Ci sono le bandiere della pace e dei sindacati – Cisl, Uil ma soprattutto Cgil, con le varie federazioni, dalla Flc alla Fiom – e di Rifondazione comunista, di Legambiente e dell’Anpi, oltre mille scout dell’Agesci. I movimenti sociali, come gli attivisti dell’Osservatorio antimafia Monza-Brianza e del «No Pedemontana», ennesima grande opera, da 5 miliardi di euro, meno nota di altre ma non meno pericolosa per il territorio e soggetta ad infiltrazioni, come ci spiega il direttore dell’Osservatorio, Marco Fraceti: «Un’autostrada di 87 km. che collegherà l’aeroporto di Malpensa con quello di Orio al Serio (Bg), passando anche sui terreni alla diossina di Seveso, con evidenti rischi ambientali. Inoltre ci sono forti dubbi su diversi appalti infiltrati e su società sospette, ma in Lombardia i silenzi e le omertà sono ampie e diffuse, come e più che al sud». E lo sono anche nella «lontana» Valle d’Aosta, come spiega Marika Demaria, autrice del rapporto «L’altra Valle d’Aosta», dove si documentano le confische di beni al clan Nirta, arrivati da Bovalino ad Aosta.

«Infiltrazioni e collusioni ci sono anche qui – dice Demaria –, ma la politica locale sembra poco consapevole e soprattutto poco attenta». Nel corteo compaiono la presidente della Commissione antimafia Rosy Bindi, che ricorda come qualcuno «voleva convivere con la mafia», il presidente del Senato Pietro Grasso, il ministro della Giustizia Andrea Orlando. Sfilano i gonfaloni dei Comuni e degli altri Enti locali, da Vittoria in Sicilia e Chivasso in Piemonte, dove più di un Comune è stato sciolto per infiltrazioni mafiose (Bardonecchia, il primo, poi Bordighera, quindi Rivarolo canavese e Leinì). E sfilano i familiari delle vittime delle mafie, con le fotografie dei loro parenti uccisi appese al collo.

Alla fine del corteo, nella centralissima piazza del popolo, vengono di nuovo letti, in silenzio, i 900 nomi delle donne e degli uomini vittima della violenza delle mafie, come già era stato fatto venerdì sera, nella veglia a cui ha partecipato anche Bergoglio.
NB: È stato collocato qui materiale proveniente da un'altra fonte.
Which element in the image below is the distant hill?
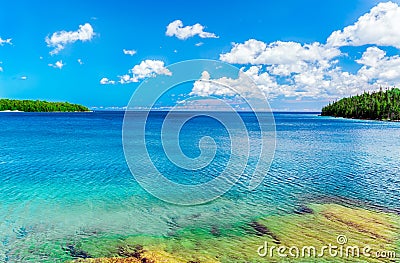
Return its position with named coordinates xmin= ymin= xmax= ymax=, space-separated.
xmin=0 ymin=99 xmax=89 ymax=112
xmin=321 ymin=88 xmax=400 ymax=121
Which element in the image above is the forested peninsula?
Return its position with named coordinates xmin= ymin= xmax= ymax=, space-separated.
xmin=0 ymin=99 xmax=90 ymax=112
xmin=321 ymin=88 xmax=400 ymax=121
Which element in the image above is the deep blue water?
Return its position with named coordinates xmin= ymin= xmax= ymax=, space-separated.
xmin=0 ymin=112 xmax=400 ymax=262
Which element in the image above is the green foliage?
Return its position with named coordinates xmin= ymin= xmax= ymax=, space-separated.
xmin=0 ymin=99 xmax=89 ymax=112
xmin=321 ymin=88 xmax=400 ymax=120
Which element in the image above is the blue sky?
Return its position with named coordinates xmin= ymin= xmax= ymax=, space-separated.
xmin=0 ymin=0 xmax=400 ymax=111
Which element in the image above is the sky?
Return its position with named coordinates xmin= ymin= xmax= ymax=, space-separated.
xmin=0 ymin=0 xmax=400 ymax=111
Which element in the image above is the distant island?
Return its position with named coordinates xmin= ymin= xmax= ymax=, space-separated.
xmin=0 ymin=99 xmax=90 ymax=112
xmin=321 ymin=88 xmax=400 ymax=121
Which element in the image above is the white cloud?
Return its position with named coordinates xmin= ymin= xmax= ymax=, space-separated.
xmin=45 ymin=23 xmax=95 ymax=55
xmin=220 ymin=39 xmax=340 ymax=65
xmin=165 ymin=20 xmax=218 ymax=40
xmin=327 ymin=2 xmax=400 ymax=48
xmin=216 ymin=2 xmax=400 ymax=100
xmin=122 ymin=49 xmax=136 ymax=56
xmin=119 ymin=59 xmax=172 ymax=84
xmin=356 ymin=47 xmax=400 ymax=83
xmin=48 ymin=60 xmax=65 ymax=69
xmin=0 ymin=37 xmax=12 ymax=46
xmin=100 ymin=78 xmax=115 ymax=85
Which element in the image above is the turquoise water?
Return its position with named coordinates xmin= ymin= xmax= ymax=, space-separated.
xmin=0 ymin=112 xmax=400 ymax=262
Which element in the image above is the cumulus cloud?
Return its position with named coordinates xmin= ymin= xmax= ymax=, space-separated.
xmin=327 ymin=2 xmax=400 ymax=48
xmin=220 ymin=39 xmax=340 ymax=65
xmin=214 ymin=2 xmax=400 ymax=99
xmin=100 ymin=78 xmax=115 ymax=85
xmin=356 ymin=47 xmax=400 ymax=83
xmin=48 ymin=60 xmax=65 ymax=69
xmin=45 ymin=23 xmax=95 ymax=55
xmin=122 ymin=49 xmax=136 ymax=56
xmin=0 ymin=37 xmax=12 ymax=46
xmin=119 ymin=59 xmax=172 ymax=84
xmin=165 ymin=20 xmax=218 ymax=40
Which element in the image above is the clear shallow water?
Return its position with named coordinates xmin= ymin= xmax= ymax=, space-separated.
xmin=0 ymin=112 xmax=400 ymax=262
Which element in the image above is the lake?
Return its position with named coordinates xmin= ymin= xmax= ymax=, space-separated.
xmin=0 ymin=111 xmax=400 ymax=262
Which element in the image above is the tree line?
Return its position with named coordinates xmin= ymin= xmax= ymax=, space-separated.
xmin=0 ymin=99 xmax=89 ymax=112
xmin=321 ymin=88 xmax=400 ymax=120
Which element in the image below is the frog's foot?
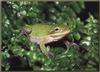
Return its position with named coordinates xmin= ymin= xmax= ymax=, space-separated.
xmin=47 ymin=46 xmax=54 ymax=58
xmin=40 ymin=43 xmax=54 ymax=58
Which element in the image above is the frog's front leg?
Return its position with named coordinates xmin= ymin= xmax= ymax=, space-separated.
xmin=39 ymin=42 xmax=53 ymax=58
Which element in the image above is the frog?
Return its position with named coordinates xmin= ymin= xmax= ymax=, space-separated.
xmin=22 ymin=23 xmax=71 ymax=58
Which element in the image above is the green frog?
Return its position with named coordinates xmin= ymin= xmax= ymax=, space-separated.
xmin=20 ymin=23 xmax=70 ymax=58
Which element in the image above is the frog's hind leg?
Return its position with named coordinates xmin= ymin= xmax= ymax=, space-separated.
xmin=39 ymin=43 xmax=53 ymax=58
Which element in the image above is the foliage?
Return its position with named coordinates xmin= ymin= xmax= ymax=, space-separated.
xmin=1 ymin=1 xmax=98 ymax=71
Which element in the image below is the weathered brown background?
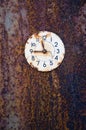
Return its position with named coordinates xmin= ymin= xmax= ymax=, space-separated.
xmin=0 ymin=0 xmax=86 ymax=130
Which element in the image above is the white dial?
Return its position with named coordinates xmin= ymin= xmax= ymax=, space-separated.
xmin=25 ymin=31 xmax=65 ymax=72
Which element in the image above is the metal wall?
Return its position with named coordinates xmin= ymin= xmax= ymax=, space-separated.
xmin=0 ymin=0 xmax=86 ymax=130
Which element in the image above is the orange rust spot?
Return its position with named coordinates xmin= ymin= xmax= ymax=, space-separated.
xmin=47 ymin=32 xmax=51 ymax=37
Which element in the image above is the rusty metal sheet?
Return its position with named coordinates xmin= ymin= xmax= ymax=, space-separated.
xmin=0 ymin=0 xmax=86 ymax=130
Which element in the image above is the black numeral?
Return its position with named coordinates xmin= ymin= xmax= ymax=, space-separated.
xmin=43 ymin=63 xmax=46 ymax=67
xmin=55 ymin=56 xmax=58 ymax=60
xmin=31 ymin=43 xmax=36 ymax=47
xmin=50 ymin=37 xmax=52 ymax=42
xmin=54 ymin=42 xmax=58 ymax=47
xmin=50 ymin=60 xmax=53 ymax=65
xmin=42 ymin=35 xmax=46 ymax=40
xmin=30 ymin=49 xmax=33 ymax=53
xmin=57 ymin=49 xmax=60 ymax=54
xmin=32 ymin=56 xmax=35 ymax=61
xmin=36 ymin=61 xmax=40 ymax=65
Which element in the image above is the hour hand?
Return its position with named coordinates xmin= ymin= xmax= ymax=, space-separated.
xmin=41 ymin=41 xmax=47 ymax=54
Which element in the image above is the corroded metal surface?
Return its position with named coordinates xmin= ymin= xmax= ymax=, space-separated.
xmin=0 ymin=0 xmax=86 ymax=130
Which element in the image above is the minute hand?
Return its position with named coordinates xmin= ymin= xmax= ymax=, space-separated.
xmin=41 ymin=41 xmax=47 ymax=53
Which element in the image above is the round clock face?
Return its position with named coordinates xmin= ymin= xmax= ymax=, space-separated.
xmin=25 ymin=31 xmax=65 ymax=72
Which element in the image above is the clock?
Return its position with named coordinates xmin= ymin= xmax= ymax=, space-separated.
xmin=25 ymin=31 xmax=65 ymax=72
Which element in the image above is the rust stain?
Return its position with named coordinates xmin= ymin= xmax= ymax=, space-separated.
xmin=0 ymin=0 xmax=86 ymax=130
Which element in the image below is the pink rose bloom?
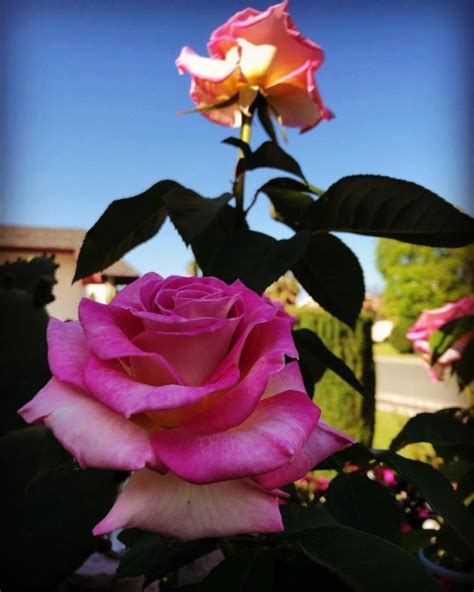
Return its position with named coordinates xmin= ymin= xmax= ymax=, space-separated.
xmin=407 ymin=296 xmax=474 ymax=382
xmin=20 ymin=273 xmax=350 ymax=540
xmin=176 ymin=2 xmax=333 ymax=132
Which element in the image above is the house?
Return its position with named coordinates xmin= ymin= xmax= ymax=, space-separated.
xmin=0 ymin=224 xmax=139 ymax=320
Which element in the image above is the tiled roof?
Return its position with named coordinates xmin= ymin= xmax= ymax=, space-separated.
xmin=0 ymin=224 xmax=140 ymax=278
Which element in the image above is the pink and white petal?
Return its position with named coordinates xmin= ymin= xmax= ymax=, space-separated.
xmin=253 ymin=421 xmax=353 ymax=489
xmin=262 ymin=362 xmax=306 ymax=399
xmin=266 ymin=62 xmax=334 ymax=132
xmin=111 ymin=271 xmax=163 ymax=310
xmin=84 ymin=355 xmax=240 ymax=417
xmin=180 ymin=318 xmax=298 ymax=433
xmin=133 ymin=317 xmax=240 ymax=386
xmin=79 ymin=298 xmax=144 ymax=360
xmin=176 ymin=47 xmax=239 ymax=82
xmin=19 ymin=378 xmax=157 ymax=471
xmin=47 ymin=317 xmax=90 ymax=388
xmin=151 ymin=391 xmax=320 ymax=484
xmin=93 ymin=469 xmax=283 ymax=541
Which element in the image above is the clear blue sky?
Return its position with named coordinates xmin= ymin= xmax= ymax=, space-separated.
xmin=0 ymin=0 xmax=472 ymax=290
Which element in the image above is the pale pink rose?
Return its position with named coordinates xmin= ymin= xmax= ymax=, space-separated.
xmin=176 ymin=2 xmax=333 ymax=132
xmin=20 ymin=273 xmax=350 ymax=540
xmin=407 ymin=296 xmax=474 ymax=382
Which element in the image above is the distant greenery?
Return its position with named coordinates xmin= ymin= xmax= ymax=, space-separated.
xmin=376 ymin=238 xmax=474 ymax=320
xmin=376 ymin=238 xmax=474 ymax=353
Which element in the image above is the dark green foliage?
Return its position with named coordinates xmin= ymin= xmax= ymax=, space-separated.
xmin=380 ymin=452 xmax=474 ymax=552
xmin=376 ymin=239 xmax=474 ymax=328
xmin=117 ymin=531 xmax=216 ymax=583
xmin=0 ymin=427 xmax=119 ymax=592
xmin=236 ymin=141 xmax=304 ymax=180
xmin=0 ymin=257 xmax=58 ymax=307
xmin=388 ymin=317 xmax=416 ymax=354
xmin=0 ymin=257 xmax=57 ymax=434
xmin=208 ymin=230 xmax=311 ymax=293
xmin=293 ymin=329 xmax=365 ymax=395
xmin=327 ymin=472 xmax=401 ymax=544
xmin=390 ymin=408 xmax=474 ymax=460
xmin=74 ymin=180 xmax=181 ymax=281
xmin=292 ymin=310 xmax=375 ymax=446
xmin=163 ymin=187 xmax=233 ymax=245
xmin=307 ymin=175 xmax=474 ymax=247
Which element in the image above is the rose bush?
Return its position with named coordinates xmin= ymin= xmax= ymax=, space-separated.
xmin=407 ymin=296 xmax=474 ymax=382
xmin=20 ymin=273 xmax=350 ymax=539
xmin=176 ymin=2 xmax=333 ymax=131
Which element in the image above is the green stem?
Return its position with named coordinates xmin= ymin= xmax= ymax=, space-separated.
xmin=234 ymin=113 xmax=252 ymax=217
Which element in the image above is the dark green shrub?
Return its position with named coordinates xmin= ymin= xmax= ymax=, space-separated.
xmin=388 ymin=318 xmax=415 ymax=354
xmin=291 ymin=309 xmax=375 ymax=446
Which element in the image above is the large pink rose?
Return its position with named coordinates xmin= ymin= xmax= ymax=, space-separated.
xmin=20 ymin=273 xmax=350 ymax=539
xmin=176 ymin=2 xmax=333 ymax=132
xmin=407 ymin=296 xmax=474 ymax=382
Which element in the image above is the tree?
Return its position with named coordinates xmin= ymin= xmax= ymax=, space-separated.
xmin=377 ymin=238 xmax=474 ymax=322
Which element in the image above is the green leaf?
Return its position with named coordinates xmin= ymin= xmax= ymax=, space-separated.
xmin=428 ymin=315 xmax=474 ymax=364
xmin=293 ymin=329 xmax=365 ymax=395
xmin=210 ymin=230 xmax=310 ymax=293
xmin=73 ymin=180 xmax=181 ymax=282
xmin=191 ymin=205 xmax=247 ymax=275
xmin=235 ymin=142 xmax=305 ymax=180
xmin=401 ymin=528 xmax=438 ymax=555
xmin=0 ymin=427 xmax=119 ymax=592
xmin=326 ymin=472 xmax=401 ymax=544
xmin=293 ymin=234 xmax=365 ymax=329
xmin=163 ymin=187 xmax=233 ymax=245
xmin=390 ymin=408 xmax=474 ymax=458
xmin=380 ymin=452 xmax=474 ymax=550
xmin=198 ymin=549 xmax=275 ymax=592
xmin=315 ymin=442 xmax=376 ymax=471
xmin=277 ymin=504 xmax=338 ymax=537
xmin=452 ymin=339 xmax=474 ymax=391
xmin=308 ymin=175 xmax=474 ymax=247
xmin=117 ymin=532 xmax=216 ymax=582
xmin=0 ymin=288 xmax=51 ymax=434
xmin=297 ymin=526 xmax=443 ymax=592
xmin=257 ymin=177 xmax=314 ymax=230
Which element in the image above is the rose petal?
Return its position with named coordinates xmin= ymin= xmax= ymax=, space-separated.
xmin=267 ymin=62 xmax=334 ymax=132
xmin=79 ymin=298 xmax=148 ymax=360
xmin=19 ymin=378 xmax=156 ymax=471
xmin=151 ymin=391 xmax=320 ymax=483
xmin=133 ymin=317 xmax=240 ymax=386
xmin=93 ymin=469 xmax=283 ymax=540
xmin=111 ymin=271 xmax=163 ymax=309
xmin=253 ymin=421 xmax=353 ymax=489
xmin=84 ymin=356 xmax=240 ymax=417
xmin=186 ymin=317 xmax=298 ymax=433
xmin=47 ymin=317 xmax=89 ymax=388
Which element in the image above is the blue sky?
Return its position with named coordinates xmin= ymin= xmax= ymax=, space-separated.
xmin=0 ymin=0 xmax=472 ymax=290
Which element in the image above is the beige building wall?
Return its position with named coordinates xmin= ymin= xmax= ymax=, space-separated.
xmin=0 ymin=250 xmax=86 ymax=321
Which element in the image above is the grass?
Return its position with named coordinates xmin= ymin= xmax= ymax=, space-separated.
xmin=373 ymin=411 xmax=436 ymax=463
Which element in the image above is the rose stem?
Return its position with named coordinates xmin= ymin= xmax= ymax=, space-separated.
xmin=234 ymin=113 xmax=252 ymax=220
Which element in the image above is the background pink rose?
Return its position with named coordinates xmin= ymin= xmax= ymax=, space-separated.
xmin=176 ymin=2 xmax=333 ymax=131
xmin=407 ymin=296 xmax=474 ymax=381
xmin=20 ymin=273 xmax=350 ymax=539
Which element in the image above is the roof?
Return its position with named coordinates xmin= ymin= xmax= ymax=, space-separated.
xmin=0 ymin=224 xmax=140 ymax=278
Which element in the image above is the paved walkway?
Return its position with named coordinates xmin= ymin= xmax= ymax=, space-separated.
xmin=375 ymin=356 xmax=466 ymax=415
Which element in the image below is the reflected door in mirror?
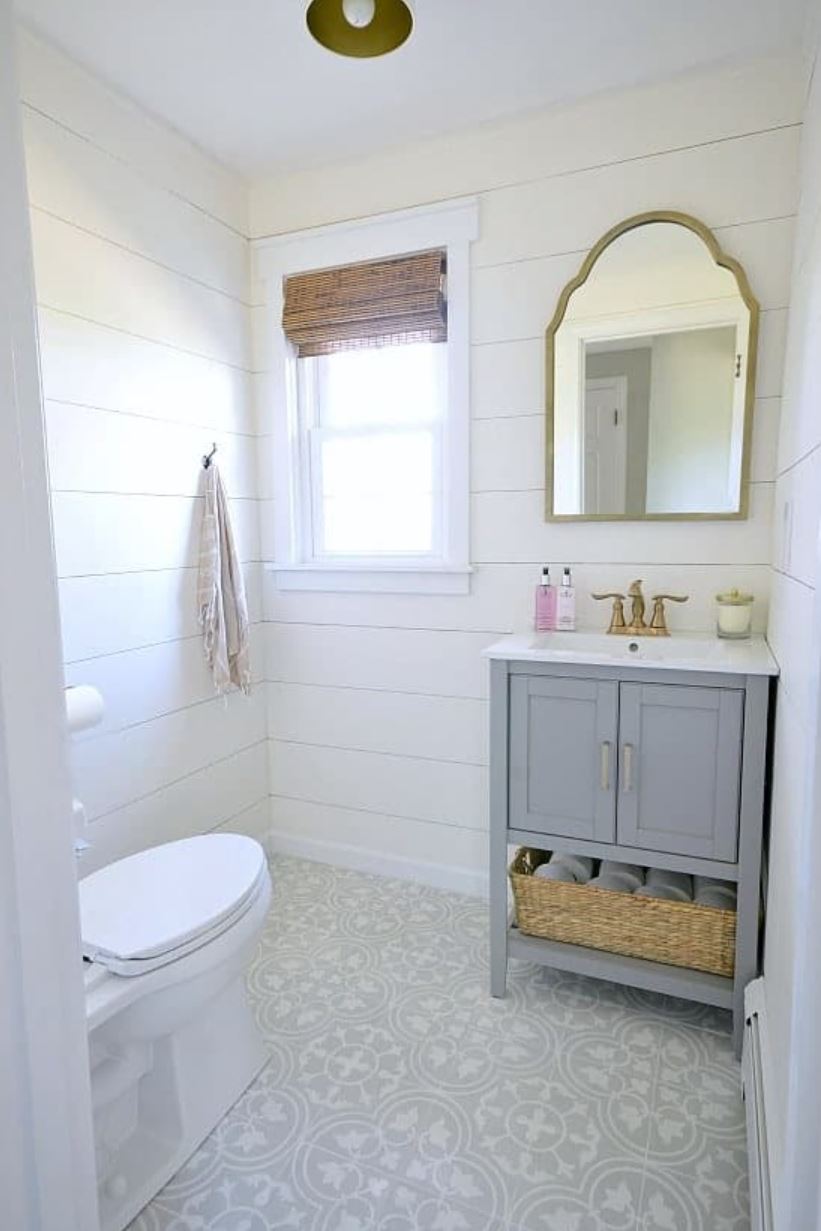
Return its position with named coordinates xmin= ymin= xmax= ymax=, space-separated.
xmin=548 ymin=215 xmax=757 ymax=518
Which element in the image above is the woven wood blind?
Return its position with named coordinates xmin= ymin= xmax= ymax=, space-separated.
xmin=282 ymin=249 xmax=448 ymax=357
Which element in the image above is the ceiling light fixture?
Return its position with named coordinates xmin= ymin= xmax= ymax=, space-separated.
xmin=305 ymin=0 xmax=414 ymax=59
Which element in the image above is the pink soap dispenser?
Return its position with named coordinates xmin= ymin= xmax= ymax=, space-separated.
xmin=535 ymin=564 xmax=556 ymax=633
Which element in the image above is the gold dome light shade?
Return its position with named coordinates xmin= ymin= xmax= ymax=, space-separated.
xmin=305 ymin=0 xmax=414 ymax=59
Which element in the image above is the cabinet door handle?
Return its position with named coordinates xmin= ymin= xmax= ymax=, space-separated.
xmin=622 ymin=744 xmax=633 ymax=790
xmin=599 ymin=740 xmax=611 ymax=790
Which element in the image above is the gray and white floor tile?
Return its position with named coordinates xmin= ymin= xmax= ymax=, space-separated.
xmin=132 ymin=858 xmax=750 ymax=1231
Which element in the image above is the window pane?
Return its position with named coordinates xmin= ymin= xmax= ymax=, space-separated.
xmin=315 ymin=342 xmax=447 ymax=427
xmin=318 ymin=431 xmax=435 ymax=555
xmin=320 ymin=431 xmax=433 ymax=499
xmin=322 ymin=496 xmax=433 ymax=555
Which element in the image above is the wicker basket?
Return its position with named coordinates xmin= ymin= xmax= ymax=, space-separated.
xmin=510 ymin=847 xmax=736 ymax=976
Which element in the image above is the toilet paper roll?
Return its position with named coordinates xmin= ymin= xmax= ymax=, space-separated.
xmin=65 ymin=684 xmax=106 ymax=734
xmin=647 ymin=868 xmax=693 ymax=901
xmin=533 ymin=863 xmax=577 ymax=885
xmin=587 ymin=872 xmax=635 ymax=894
xmin=598 ymin=859 xmax=644 ymax=890
xmin=550 ymin=851 xmax=593 ymax=885
xmin=634 ymin=884 xmax=693 ymax=902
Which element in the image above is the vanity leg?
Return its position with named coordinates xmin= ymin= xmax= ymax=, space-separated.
xmin=490 ymin=826 xmax=507 ymax=997
xmin=732 ymin=676 xmax=769 ymax=1056
xmin=489 ymin=662 xmax=508 ymax=998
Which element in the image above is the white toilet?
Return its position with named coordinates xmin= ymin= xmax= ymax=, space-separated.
xmin=80 ymin=833 xmax=271 ymax=1231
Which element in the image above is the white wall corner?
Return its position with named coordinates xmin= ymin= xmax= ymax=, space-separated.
xmin=741 ymin=979 xmax=782 ymax=1231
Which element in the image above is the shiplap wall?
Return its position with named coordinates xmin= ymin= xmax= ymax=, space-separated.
xmin=20 ymin=32 xmax=268 ymax=870
xmin=764 ymin=31 xmax=821 ymax=1229
xmin=251 ymin=62 xmax=803 ymax=888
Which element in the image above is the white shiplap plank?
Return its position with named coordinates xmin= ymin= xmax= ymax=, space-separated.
xmin=65 ymin=624 xmax=265 ymax=740
xmin=470 ymin=218 xmax=793 ymax=343
xmin=773 ymin=448 xmax=821 ymax=586
xmin=52 ymin=492 xmax=258 ymax=577
xmin=470 ymin=337 xmax=544 ymax=419
xmin=270 ymin=740 xmax=487 ymax=828
xmin=471 ymin=484 xmax=772 ymax=564
xmin=251 ymin=58 xmax=804 ymax=235
xmin=32 ymin=211 xmax=250 ymax=369
xmin=59 ymin=564 xmax=262 ymax=664
xmin=267 ymin=624 xmax=494 ymax=698
xmin=470 ymin=398 xmax=779 ymax=492
xmin=18 ymin=27 xmax=247 ymax=235
xmin=71 ymin=691 xmax=265 ymax=820
xmin=80 ymin=742 xmax=268 ymax=875
xmin=22 ymin=108 xmax=250 ymax=303
xmin=46 ymin=401 xmax=256 ymax=497
xmin=473 ymin=127 xmax=800 ymax=266
xmin=263 ymin=556 xmax=769 ymax=636
xmin=767 ymin=571 xmax=816 ymax=721
xmin=268 ymin=683 xmax=487 ymax=764
xmin=39 ymin=308 xmax=255 ymax=435
xmin=268 ymin=794 xmax=487 ymax=894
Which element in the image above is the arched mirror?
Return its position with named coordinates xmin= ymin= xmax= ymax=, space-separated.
xmin=547 ymin=212 xmax=758 ymax=521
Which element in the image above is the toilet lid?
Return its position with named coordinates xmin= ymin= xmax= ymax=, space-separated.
xmin=80 ymin=833 xmax=266 ymax=961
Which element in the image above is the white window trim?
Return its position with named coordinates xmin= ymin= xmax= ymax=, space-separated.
xmin=254 ymin=197 xmax=479 ymax=595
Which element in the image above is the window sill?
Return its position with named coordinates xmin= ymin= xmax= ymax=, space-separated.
xmin=265 ymin=564 xmax=473 ymax=595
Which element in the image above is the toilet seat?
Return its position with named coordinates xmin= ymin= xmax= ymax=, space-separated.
xmin=79 ymin=833 xmax=268 ymax=977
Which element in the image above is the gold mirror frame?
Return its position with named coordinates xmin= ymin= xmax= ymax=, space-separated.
xmin=544 ymin=209 xmax=758 ymax=522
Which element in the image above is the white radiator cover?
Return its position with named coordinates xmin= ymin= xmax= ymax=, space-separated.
xmin=741 ymin=979 xmax=778 ymax=1231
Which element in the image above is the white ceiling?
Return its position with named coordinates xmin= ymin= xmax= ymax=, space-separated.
xmin=17 ymin=0 xmax=805 ymax=176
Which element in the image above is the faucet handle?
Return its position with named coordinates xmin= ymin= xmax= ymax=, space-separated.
xmin=591 ymin=592 xmax=627 ymax=633
xmin=650 ymin=595 xmax=689 ymax=636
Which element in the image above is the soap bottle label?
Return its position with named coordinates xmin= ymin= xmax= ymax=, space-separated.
xmin=534 ymin=569 xmax=556 ymax=633
xmin=556 ymin=569 xmax=576 ymax=633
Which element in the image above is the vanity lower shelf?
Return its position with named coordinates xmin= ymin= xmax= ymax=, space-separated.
xmin=507 ymin=924 xmax=734 ymax=1009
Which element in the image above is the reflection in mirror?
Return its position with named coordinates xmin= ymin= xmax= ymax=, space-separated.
xmin=548 ymin=215 xmax=757 ymax=519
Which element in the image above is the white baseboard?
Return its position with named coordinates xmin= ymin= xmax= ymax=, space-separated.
xmin=265 ymin=828 xmax=487 ymax=897
xmin=741 ymin=979 xmax=778 ymax=1231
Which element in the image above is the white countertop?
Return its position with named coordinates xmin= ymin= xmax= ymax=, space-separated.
xmin=483 ymin=630 xmax=778 ymax=676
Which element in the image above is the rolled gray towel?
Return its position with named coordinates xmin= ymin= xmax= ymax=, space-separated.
xmin=587 ymin=872 xmax=634 ymax=894
xmin=550 ymin=851 xmax=593 ymax=884
xmin=647 ymin=868 xmax=693 ymax=902
xmin=598 ymin=859 xmax=645 ymax=891
xmin=695 ymin=880 xmax=739 ymax=911
xmin=533 ymin=863 xmax=579 ymax=885
xmin=634 ymin=883 xmax=693 ymax=902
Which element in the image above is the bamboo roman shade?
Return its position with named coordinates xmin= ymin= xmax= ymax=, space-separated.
xmin=282 ymin=249 xmax=448 ymax=358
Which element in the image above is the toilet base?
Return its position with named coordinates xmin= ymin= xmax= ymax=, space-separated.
xmin=91 ymin=975 xmax=268 ymax=1231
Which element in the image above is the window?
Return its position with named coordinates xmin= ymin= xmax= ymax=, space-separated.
xmin=298 ymin=342 xmax=447 ymax=564
xmin=257 ymin=202 xmax=476 ymax=593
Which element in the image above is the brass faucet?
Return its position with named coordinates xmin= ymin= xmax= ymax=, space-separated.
xmin=593 ymin=580 xmax=688 ymax=636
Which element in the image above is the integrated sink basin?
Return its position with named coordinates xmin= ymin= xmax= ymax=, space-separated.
xmin=484 ymin=632 xmax=778 ymax=676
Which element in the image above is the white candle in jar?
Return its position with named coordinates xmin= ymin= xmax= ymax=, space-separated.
xmin=715 ymin=590 xmax=753 ymax=638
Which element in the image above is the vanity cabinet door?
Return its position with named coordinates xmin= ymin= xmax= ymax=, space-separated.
xmin=510 ymin=676 xmax=618 ymax=842
xmin=618 ymin=684 xmax=743 ymax=863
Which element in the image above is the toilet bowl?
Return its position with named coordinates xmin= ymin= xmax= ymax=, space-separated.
xmin=80 ymin=833 xmax=271 ymax=1231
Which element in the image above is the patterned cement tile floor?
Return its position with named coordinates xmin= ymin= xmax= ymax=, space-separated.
xmin=132 ymin=858 xmax=750 ymax=1231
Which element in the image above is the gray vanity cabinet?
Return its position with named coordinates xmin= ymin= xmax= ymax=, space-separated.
xmin=510 ymin=676 xmax=618 ymax=842
xmin=487 ymin=639 xmax=774 ymax=1046
xmin=617 ymin=683 xmax=743 ymax=863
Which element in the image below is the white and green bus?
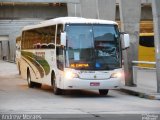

Interviene don Ciotti, che rilancia le parole di papa Francesco: «La presenza del papa ha voluto dire alla Chiesa: basta tiepidezze, prudenze, deleghe, ci vuole più coraggio, più forza, soprattutto bisogna saldare testimonianza cristiana e impegno civile e sociale, perché fra i cattolici vedo molto devozionismo ma poco impegno per la giustizia». Molte parole sono «malate e retoriche», a cominciare da «legalità» e «antimafia». «Tutti si dicono antimafia – aggiunge – ma c’è che su queste parole ha costruito una falsa credibilità». Quindi una forte richiesta di verità: «Non c’è strage in Italia di cui si conoscano fino in fondo i colpevoli. I tribunali possono assolvere, o prescrivere, ma la memoria non può assolvere». Non fa nomi don Ciotti, ma sembra di leggere sullo sfondo quelli di Andreotti e Berlusconi, quando ricorda chi «è stato è prescritto perché andava sotto braccio con i mafiosi ma solo fino a quella data»; o quando nota come «qualcuno nel nostro Paese è stato molto bravo ad ottenere tante prescrizioni per legge».

Impegni per il futuro, e per il Parlamento: una legge sulla corruzione, «perché quella che c’è adesso è insufficiente e viziata da troppe furbizie»; la riforma del 416ter del Codice penale sul voto di scambio politico-mafioso; il riconoscimento dei «delitti ambientali», per proteggere la salute delle persone e i territori dalle ecomafie; politiche sociali inclusive, per la lotta alla povertà, per il lavoro, per la scuola, «perché le mafie vengono alimentate dalla loro assenza – dice Ciotti –. Non è solo un problema di criminalità, in tal caso basterebbero le forze dell’ordine, ma è anche un problema di case, di povertà e di politiche sociali».